The record links to 2 conditions, with Healthy Individuals appearing as the primary indexed condition, and to 1 intervention — of which Mindfulness-Based Stress Reduction course is the first listed. Interventions can include drugs, devices, procedures, behavioral programs, or observational arms, and each is tracked as a separate registry field so that downstream queries can filter accurately. When a trial lists multiple interventions, it usually reflects a multi-arm design or a comparison protocol rather than a single treatment being tested in isolation. The brief summary published in the registry is the clearest source of protocol intent and should be read before drawing conclusions from any sidebar tags.
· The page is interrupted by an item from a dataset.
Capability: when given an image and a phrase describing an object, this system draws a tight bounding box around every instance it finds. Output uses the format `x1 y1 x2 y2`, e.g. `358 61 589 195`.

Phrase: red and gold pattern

Geographic footprint matters for practical reasons: NCT01320969 reports 1 study location spanning 1 distinct geographic area — top geographies include Massachusetts. A larger site network tends to correlate with broader recruitment capacity, but it does not imply anything about study quality, and site-level enrollment status can diverge from the overall registry status shown above. Every data point on this page comes from the public ClinicalTrials.gov dataset and is reproduced here for reference only; it is not a medical recommendation, an endorsement of the sponsor, or an invitation to enroll. Verify current status, eligibility criteria, and contact details directly at ClinicalTrials.gov, and discuss any participation decision with your own healthcare provider.
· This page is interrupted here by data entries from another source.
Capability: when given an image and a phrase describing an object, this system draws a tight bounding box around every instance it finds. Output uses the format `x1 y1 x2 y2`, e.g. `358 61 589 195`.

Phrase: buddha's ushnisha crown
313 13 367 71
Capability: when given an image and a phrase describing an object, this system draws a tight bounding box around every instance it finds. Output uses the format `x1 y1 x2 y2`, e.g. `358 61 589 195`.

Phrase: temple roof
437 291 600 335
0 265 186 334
Frequently Asked Questions
What is clinical trial NCT01320969 about?
NCT01320969 is a clinical study titled "Could Meditation Modulate the Neurobiology of Learning Not to Fear?". It is well-established that the practice of mindfulness meditation leads to improvements in mental health and well-being and the cultivation of positive emotions. However, the neural mechanisms of these improvements are largely unknown. A few recent studies suggest that mindfulness meditation impact...
What is the current status of trial NCT01320969?
This trial is currently completed. It is a NA study. The enrollment target is 85 participants. The study started on 2010-12. Estimated completion is 2012-05.
What conditions does trial NCT01320969 study?
This clinical trial studies the following conditions: Healthy Individuals, Highly Stressed. These conditions were identified from the trial registry and reflect the primary focus areas of the research.
What interventions are being tested in trial NCT01320969?
The interventions under investigation include: Mindfulness-Based Stress Reduction course (BEHAVIORAL). Each intervention is being evaluated for safety and efficacy as part of this clinical study.
Who is sponsoring clinical trial NCT01320969?
This trial is sponsored by Massachusetts General Hospital, which has 1,948 total clinical trials registered on ClinicalTrials.gov. The sponsor is responsible for the study's design, funding, and regulatory compliance.
Where is trial NCT01320969 being conducted?
This trial has 1 study location across Massachusetts. Contact the study sites directly through ClinicalTrials.gov for enrollment availability.